Desta forma, Siqueira (2008), em momento anterior, defende o ensino de LE baseado na interculturalidade e deixa clara a importância desta atitude, especialmente no tocante ao ensino de línguas. Porém, seria ingênuo acreditar, como já foi discutido anteriormente, que as bases da pedagogia intercultural, sozinha, possam alcançar todas as pessoas, redimensionar os pensamentos e construir um mundo de paz. Porém, o foco na mudança, na certeza de que nós, professores, somos as pessoas preparadas para formar outros indivíduos, deve prevalecer. Insistir que, em meio de todos os ventos contrários, há sim a esperança na construção de um mundo mais humano para se viver, é o papel do professor formador, como está explícito no excerto abaixo:
É nessa seara, portanto, que diversos nós ainda carecem de ser desatados. E é aqui que o profissional de Letras contemporâneo, o professor, seja de língua materna ou língua estrangeira, depara-se com um campo fértil para uma tomada de consciência da grande importância de sua tarefa, não apenas no tocante à formação acadêmica de seus aprendizes, pequenos ou adultos, mas, principalmente, no reconhecimento de que diversidade, ensino e linguagem formam uma tríade que, dentre outras coisas, ostenta a capacidade de pavimentar o caminho de cada um dos nossos alunos na busca por sua cidadania plena (SIQUEIRA, 2012, p.42).
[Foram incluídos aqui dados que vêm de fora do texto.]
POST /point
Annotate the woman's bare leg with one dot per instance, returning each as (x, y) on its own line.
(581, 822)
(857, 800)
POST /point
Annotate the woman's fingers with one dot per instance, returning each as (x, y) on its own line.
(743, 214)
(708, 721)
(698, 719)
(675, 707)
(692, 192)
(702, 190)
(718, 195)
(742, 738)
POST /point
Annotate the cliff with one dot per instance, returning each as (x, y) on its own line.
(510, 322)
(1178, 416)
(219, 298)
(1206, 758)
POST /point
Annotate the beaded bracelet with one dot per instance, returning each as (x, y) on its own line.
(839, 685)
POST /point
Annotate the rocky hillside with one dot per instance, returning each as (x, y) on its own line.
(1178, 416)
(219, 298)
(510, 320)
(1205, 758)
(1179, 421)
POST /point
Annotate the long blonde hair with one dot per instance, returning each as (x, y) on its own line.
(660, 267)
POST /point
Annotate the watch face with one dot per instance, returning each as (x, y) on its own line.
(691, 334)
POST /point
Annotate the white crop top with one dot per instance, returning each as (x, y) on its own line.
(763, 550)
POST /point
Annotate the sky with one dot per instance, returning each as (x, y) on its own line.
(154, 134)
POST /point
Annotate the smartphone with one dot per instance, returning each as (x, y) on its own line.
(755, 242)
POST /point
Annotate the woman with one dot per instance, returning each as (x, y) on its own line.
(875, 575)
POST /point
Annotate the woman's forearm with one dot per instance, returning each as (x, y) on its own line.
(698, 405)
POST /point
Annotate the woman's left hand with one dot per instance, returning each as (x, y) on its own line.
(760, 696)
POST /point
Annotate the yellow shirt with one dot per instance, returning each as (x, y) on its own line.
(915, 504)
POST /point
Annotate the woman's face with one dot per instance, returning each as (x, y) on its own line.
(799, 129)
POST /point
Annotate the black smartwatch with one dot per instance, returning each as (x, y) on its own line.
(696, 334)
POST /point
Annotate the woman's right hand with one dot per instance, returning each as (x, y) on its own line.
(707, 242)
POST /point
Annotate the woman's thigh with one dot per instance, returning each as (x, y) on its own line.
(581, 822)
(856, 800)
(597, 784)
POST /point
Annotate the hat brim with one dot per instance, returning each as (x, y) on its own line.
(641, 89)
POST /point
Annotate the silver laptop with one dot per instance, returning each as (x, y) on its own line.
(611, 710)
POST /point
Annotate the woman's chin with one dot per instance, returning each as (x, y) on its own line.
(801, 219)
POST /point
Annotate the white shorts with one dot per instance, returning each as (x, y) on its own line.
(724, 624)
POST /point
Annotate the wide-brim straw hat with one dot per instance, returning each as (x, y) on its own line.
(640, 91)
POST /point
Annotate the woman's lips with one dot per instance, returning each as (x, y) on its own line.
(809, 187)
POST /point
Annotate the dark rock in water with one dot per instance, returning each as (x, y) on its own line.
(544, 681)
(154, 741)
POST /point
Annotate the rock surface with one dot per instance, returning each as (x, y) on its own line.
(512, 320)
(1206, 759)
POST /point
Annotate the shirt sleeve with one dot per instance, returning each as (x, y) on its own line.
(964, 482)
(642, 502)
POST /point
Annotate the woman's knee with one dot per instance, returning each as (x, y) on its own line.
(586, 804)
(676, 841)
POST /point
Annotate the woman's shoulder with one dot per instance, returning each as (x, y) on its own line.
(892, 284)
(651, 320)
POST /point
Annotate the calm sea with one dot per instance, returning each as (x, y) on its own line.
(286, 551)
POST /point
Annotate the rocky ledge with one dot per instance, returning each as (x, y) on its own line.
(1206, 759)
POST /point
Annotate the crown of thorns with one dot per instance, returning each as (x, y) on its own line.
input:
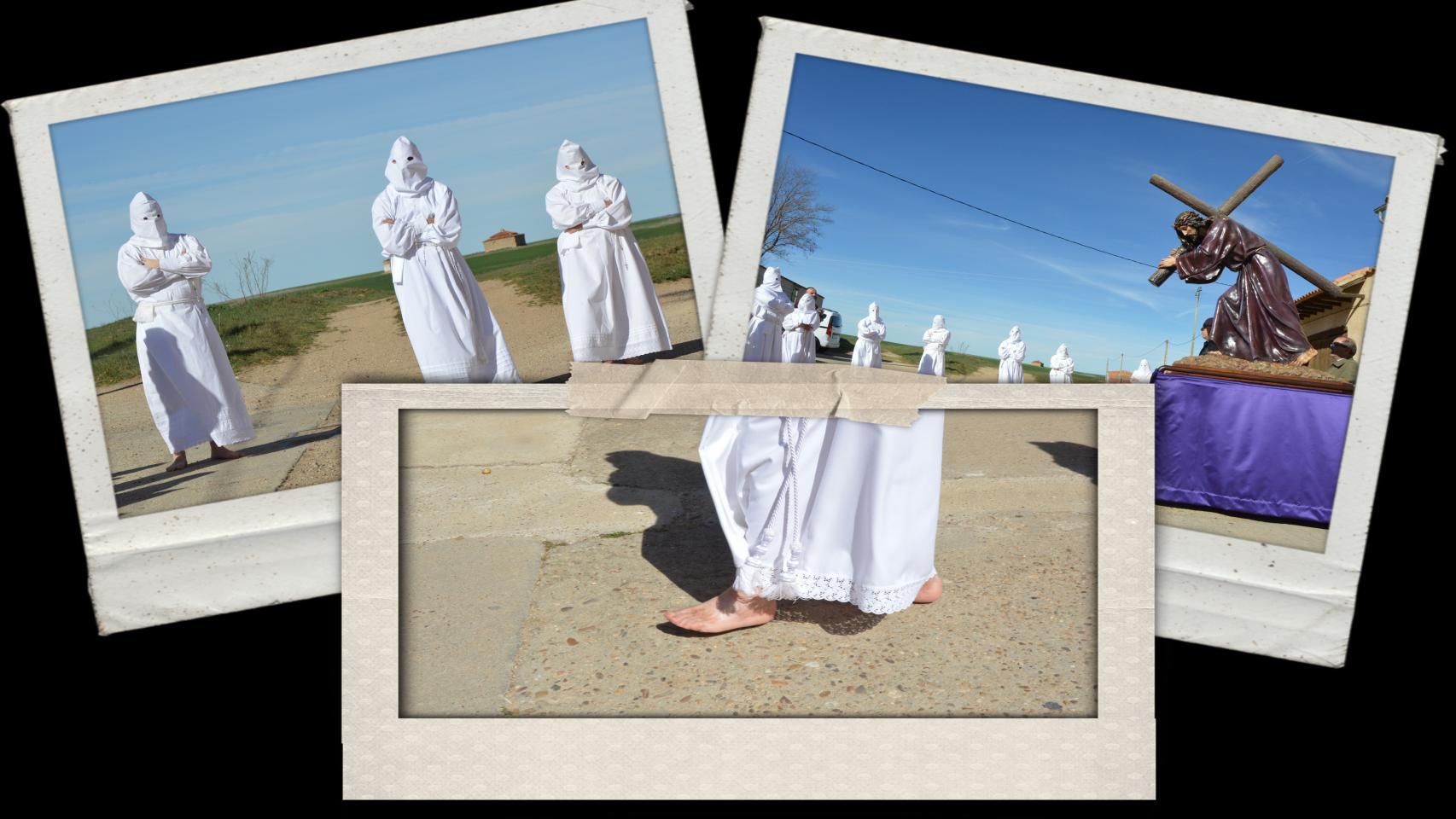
(1190, 217)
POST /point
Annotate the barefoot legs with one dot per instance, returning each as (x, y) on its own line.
(724, 613)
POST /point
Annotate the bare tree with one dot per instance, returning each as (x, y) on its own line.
(795, 214)
(252, 278)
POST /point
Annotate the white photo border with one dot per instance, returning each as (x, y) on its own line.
(391, 757)
(1218, 591)
(282, 546)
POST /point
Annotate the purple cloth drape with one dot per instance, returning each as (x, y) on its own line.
(1251, 449)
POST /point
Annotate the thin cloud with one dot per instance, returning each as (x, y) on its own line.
(1363, 172)
(1138, 295)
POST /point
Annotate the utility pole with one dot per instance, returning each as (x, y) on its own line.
(1196, 293)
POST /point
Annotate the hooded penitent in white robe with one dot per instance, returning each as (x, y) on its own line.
(932, 358)
(451, 326)
(771, 305)
(1012, 352)
(798, 342)
(606, 290)
(1062, 367)
(871, 332)
(826, 508)
(185, 375)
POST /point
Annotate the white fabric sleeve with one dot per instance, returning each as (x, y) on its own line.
(396, 239)
(194, 261)
(446, 229)
(137, 278)
(562, 212)
(619, 212)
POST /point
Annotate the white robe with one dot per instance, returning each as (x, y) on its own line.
(866, 348)
(1062, 367)
(932, 358)
(606, 290)
(798, 344)
(1012, 352)
(771, 305)
(185, 375)
(856, 523)
(451, 326)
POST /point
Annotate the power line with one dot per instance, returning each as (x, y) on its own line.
(967, 204)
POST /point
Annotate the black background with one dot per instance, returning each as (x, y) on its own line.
(247, 706)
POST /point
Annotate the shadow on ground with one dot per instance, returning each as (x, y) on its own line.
(678, 351)
(160, 483)
(688, 546)
(296, 439)
(1076, 457)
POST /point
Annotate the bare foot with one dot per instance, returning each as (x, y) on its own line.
(930, 591)
(724, 613)
(224, 454)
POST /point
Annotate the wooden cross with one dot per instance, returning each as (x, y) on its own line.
(1233, 201)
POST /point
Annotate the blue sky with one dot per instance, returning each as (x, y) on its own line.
(290, 171)
(1074, 169)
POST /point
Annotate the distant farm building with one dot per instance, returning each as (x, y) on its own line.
(504, 239)
(1325, 317)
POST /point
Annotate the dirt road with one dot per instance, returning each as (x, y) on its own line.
(294, 402)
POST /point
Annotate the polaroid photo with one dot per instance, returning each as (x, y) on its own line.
(980, 582)
(208, 276)
(1002, 222)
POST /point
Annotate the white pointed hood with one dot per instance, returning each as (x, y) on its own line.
(148, 226)
(574, 167)
(406, 171)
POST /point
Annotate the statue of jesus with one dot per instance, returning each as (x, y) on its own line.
(1255, 319)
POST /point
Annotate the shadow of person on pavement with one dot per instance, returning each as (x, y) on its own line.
(1076, 457)
(686, 543)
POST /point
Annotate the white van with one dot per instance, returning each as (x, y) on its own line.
(829, 330)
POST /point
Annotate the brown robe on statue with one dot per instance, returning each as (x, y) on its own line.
(1255, 319)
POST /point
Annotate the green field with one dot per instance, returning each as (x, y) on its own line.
(969, 367)
(286, 322)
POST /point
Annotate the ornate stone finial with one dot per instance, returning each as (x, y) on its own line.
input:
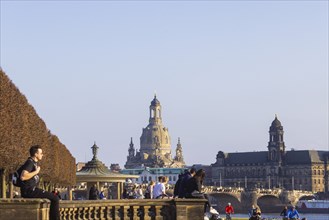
(94, 149)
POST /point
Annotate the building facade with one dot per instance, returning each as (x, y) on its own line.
(155, 145)
(274, 168)
(147, 174)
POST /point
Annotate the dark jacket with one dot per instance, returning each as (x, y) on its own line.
(182, 185)
(193, 184)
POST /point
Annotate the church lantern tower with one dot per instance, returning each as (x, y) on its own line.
(276, 146)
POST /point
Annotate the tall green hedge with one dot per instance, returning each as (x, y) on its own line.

É no desatar dos nós, na desconstrução e reconstrução de verdades que percebo que o caminho de cada um é tecido por histórias entre pessoas e grupos, que no formar-se se constituem saberes dos quais a mente não cansa de buscar. Sou professora de línguas e sinto na fala de Siqueira (2012), retratada acima, a minha responsabilidade por um ensino que auxilie meus alunos na busca pela cidadania em toda sua plenitude cidadã. Assim, como sou responsável na posição de formadora de oferecer um ensino baseado na pedagogia intercultural que possa, no mínimo, empoderar meus aprendizes e os levar a se verem como capazes de ir muito além do que possam imaginar.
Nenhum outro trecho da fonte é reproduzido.